Grain Size Sorting and Steady Bars Formation in Straight Channels—Part 1: Laboratory Experiments

Abstract

Surface grain size in gravel‐bed rivers is inherently heterogeneous, with marked spatial variability that remains challenging to predict, even in the presence of regular bedforms. This study investigates surface grain size variability on self‐formed alternate bars at the scale of a single bar unit, and is divided in two parts. In Part 1, controlled laboratory experiments were conducted in a straight flume with fixed banks under steady water discharge and sediment supply conditions. High‐resolution maps of bed topography and surface grain size were created using close‐range photogrammetry and automated image analysis, while numerical simulations provided estimates of the flow field and bed shear stress distribution. Experiments show the formation of initially migrating bars, which gradually slow down, eventually leading to a steady configuration. Analysis of this equilibrium state reveals recurring periodic patterns in bed topography, shear stress, and grain size.
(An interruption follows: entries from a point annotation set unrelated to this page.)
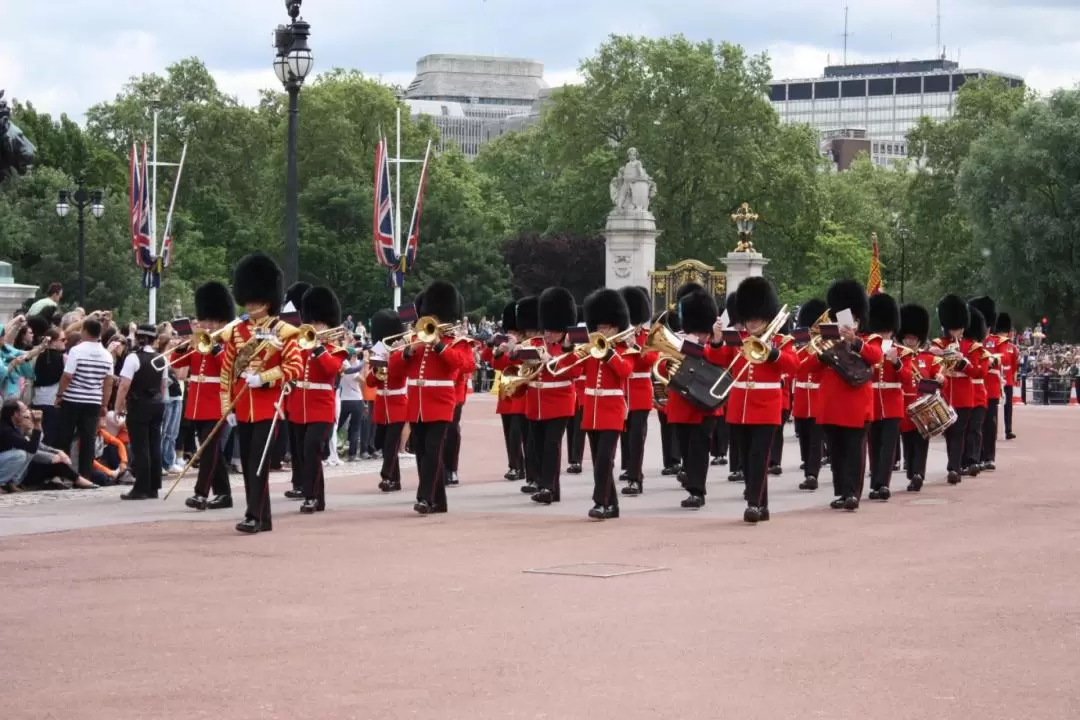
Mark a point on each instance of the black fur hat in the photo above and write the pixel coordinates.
(605, 307)
(510, 317)
(638, 304)
(756, 299)
(214, 302)
(258, 279)
(915, 320)
(385, 324)
(697, 312)
(442, 300)
(976, 325)
(848, 295)
(953, 312)
(528, 314)
(320, 304)
(883, 314)
(986, 306)
(810, 311)
(557, 310)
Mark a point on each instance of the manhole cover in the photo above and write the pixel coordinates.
(595, 570)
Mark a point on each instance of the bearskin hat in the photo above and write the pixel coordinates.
(320, 304)
(605, 307)
(848, 295)
(883, 314)
(810, 311)
(698, 312)
(385, 324)
(214, 302)
(528, 314)
(258, 279)
(953, 312)
(442, 300)
(557, 310)
(638, 304)
(915, 320)
(986, 306)
(755, 299)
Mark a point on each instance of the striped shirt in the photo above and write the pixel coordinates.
(89, 364)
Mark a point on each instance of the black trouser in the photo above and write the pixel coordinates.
(1008, 409)
(848, 451)
(429, 444)
(79, 421)
(989, 451)
(513, 426)
(777, 452)
(916, 449)
(254, 437)
(693, 442)
(955, 435)
(309, 454)
(213, 470)
(883, 436)
(391, 443)
(144, 433)
(810, 449)
(973, 439)
(602, 444)
(545, 452)
(632, 444)
(755, 448)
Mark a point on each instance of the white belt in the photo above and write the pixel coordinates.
(304, 384)
(599, 392)
(758, 385)
(430, 383)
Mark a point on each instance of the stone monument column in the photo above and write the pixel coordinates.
(631, 231)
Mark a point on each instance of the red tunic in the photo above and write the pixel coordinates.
(281, 363)
(314, 396)
(605, 391)
(842, 405)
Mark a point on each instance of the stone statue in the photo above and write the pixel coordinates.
(632, 188)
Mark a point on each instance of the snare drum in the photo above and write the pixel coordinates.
(931, 415)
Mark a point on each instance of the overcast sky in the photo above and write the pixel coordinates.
(65, 55)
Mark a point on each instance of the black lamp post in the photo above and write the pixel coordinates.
(83, 200)
(292, 65)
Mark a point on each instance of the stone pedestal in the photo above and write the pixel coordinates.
(12, 295)
(631, 248)
(741, 266)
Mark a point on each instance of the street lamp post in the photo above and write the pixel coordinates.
(292, 65)
(83, 200)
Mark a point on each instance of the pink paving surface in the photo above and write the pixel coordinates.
(963, 609)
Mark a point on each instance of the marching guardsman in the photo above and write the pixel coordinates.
(551, 401)
(961, 367)
(311, 406)
(805, 401)
(1010, 365)
(214, 309)
(845, 409)
(755, 404)
(390, 407)
(638, 388)
(260, 357)
(925, 379)
(605, 405)
(890, 377)
(993, 381)
(432, 370)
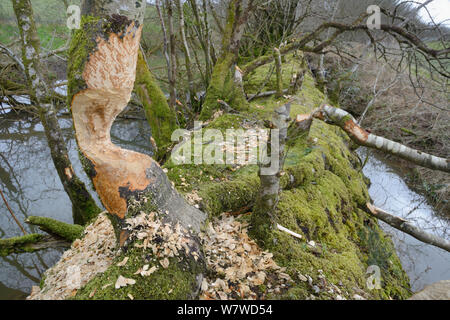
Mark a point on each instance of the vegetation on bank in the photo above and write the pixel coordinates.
(325, 204)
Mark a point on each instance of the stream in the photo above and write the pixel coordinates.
(32, 187)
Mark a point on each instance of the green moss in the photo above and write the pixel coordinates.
(18, 244)
(160, 116)
(178, 281)
(230, 196)
(322, 193)
(222, 86)
(70, 232)
(255, 80)
(82, 44)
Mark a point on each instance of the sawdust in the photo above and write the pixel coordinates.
(87, 257)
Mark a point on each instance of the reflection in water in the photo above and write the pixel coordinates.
(32, 187)
(425, 264)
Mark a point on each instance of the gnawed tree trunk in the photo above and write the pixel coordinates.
(101, 82)
(160, 116)
(84, 206)
(224, 85)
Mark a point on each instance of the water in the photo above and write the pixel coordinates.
(425, 264)
(32, 187)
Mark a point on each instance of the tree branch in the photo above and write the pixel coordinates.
(407, 227)
(360, 136)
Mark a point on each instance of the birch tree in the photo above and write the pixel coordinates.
(84, 206)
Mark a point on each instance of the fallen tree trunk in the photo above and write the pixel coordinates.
(101, 81)
(360, 136)
(407, 227)
(31, 243)
(83, 205)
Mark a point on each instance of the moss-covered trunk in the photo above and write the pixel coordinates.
(160, 116)
(225, 81)
(84, 206)
(104, 57)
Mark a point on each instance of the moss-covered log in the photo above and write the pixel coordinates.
(322, 196)
(68, 232)
(30, 243)
(84, 206)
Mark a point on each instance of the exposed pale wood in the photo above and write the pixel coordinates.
(360, 136)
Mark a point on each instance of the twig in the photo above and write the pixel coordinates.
(407, 227)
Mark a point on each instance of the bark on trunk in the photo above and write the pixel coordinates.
(172, 54)
(409, 228)
(84, 206)
(283, 132)
(223, 84)
(160, 116)
(101, 81)
(279, 70)
(187, 56)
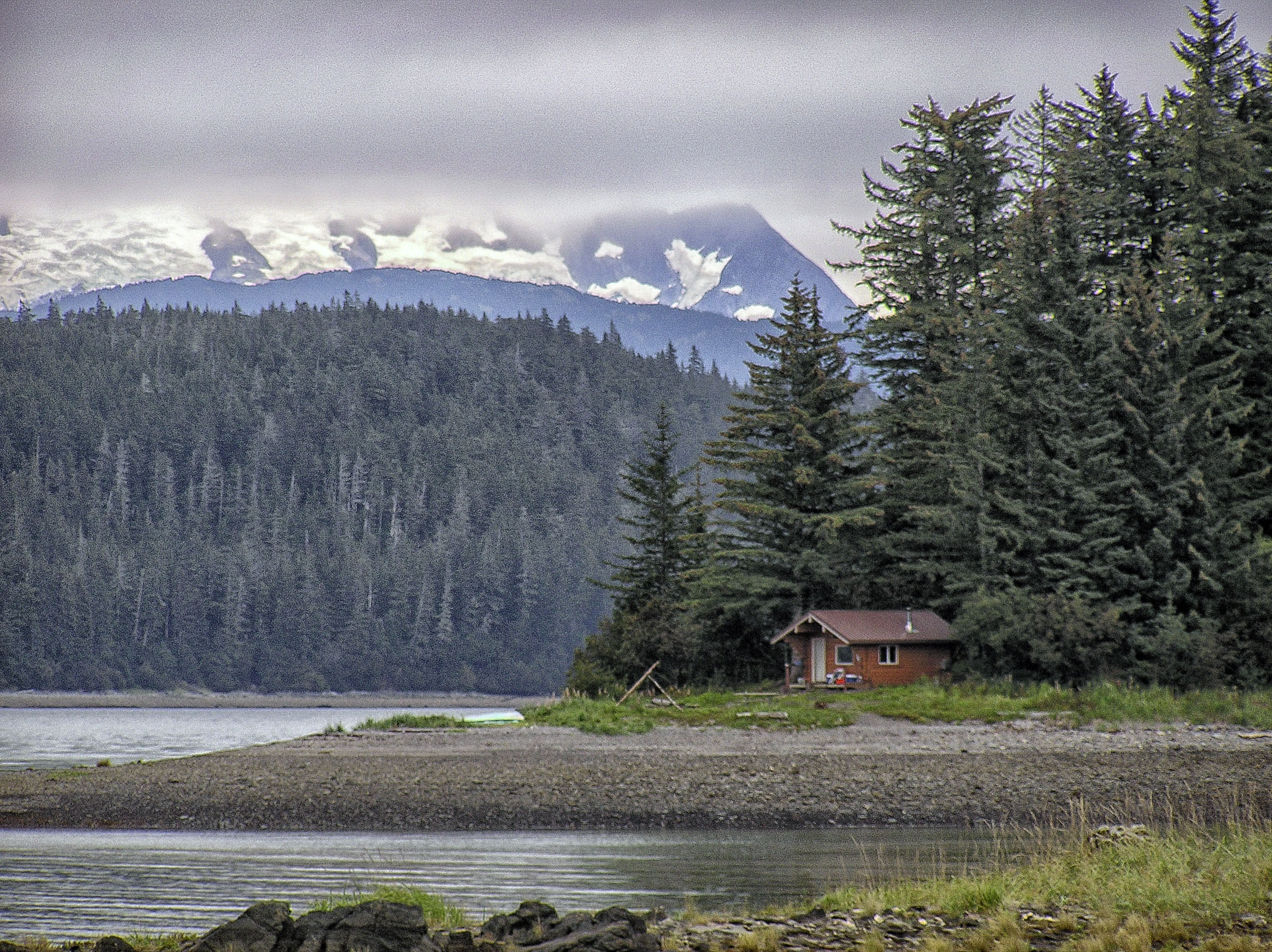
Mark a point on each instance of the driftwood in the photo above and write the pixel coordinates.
(664, 693)
(639, 681)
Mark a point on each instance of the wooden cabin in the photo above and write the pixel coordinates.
(865, 648)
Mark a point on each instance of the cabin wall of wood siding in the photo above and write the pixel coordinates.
(913, 661)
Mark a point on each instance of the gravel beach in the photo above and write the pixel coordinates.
(874, 773)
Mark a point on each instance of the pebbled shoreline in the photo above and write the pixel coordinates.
(877, 772)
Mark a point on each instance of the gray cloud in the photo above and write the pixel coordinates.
(544, 110)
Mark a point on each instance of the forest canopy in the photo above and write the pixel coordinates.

Coarser sediment patches predominantly occur on the stoss side, upstream of the bar crest, while finer sediments concentrate near the bar front, upstream of pools. Grain size distribution is not directly correlated with bed elevation or bed shear stress but displays a systematic upstream shift with a consistent phase lag across all experiments. These patterns were unaffected by changes in discharge or channel width. Moreover, our analysis shows that the flow deflection induced by bars limits sediment transport on bar tops, which explains the lack of migration and the relatively long bar wavelength. In Part 2, a theoretical model is formulated to provide a mechanistic interpretation of the experimental results.